Mr Brennan was putting a brave face on it yesterday, talking about "real progress" in addressing the pensions issue.
The biggest problem for the Minister, though, is selling the idea of mandatory pensions as anything other than an additional tax. It has already been put off to beyond next year's general election under the terms of Towards 2016, the national agreement currently in the process of being ratified.
Under that document, the Government has agreed to publish a Green Paper on options to address a shortfall in pensions savings. But that won't happen until 12 months after ratification - putting it towards the end of 2007.
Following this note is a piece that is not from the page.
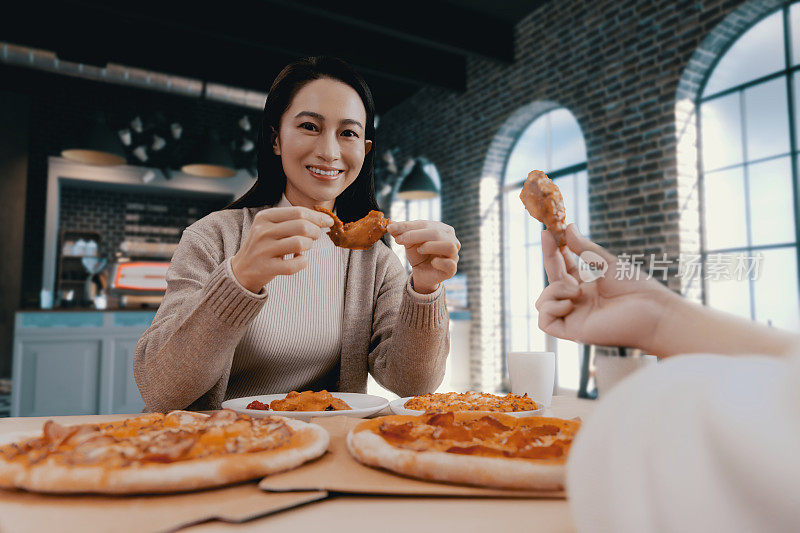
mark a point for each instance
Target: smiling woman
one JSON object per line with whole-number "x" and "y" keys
{"x": 259, "y": 300}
At that stage, if a growing chorus of economists is to be believed, consumers and the economy are going to start feeling the post-SSIA blues. Any move to part them from a further 5 per cent of their pay in those circumstances is unlikely to go down well politically.
The scheme proposed by the Pensions Board is, by its own admission, some way short of a consensus view.
Chairman Tiarnan O'Mahoney felt the need to write in the letter accompanying the report to the Minister: "The views expressed in this report are the collective views of the board and do not necessarily represent the views of nominating representatives".
Apart from senior Department of Finance mandarin William Beausang, who expressly poured cold water on the whole idea, and Ibec's Marie Daly, it seems clear there are significant differences even among the remaining nine members of the group.
Last night, the Minister appeared to accept this when he said any proposed solution to the potential pensions crisis in future years would have to be "financially and economically sustainable" for both employers and the Exchequer.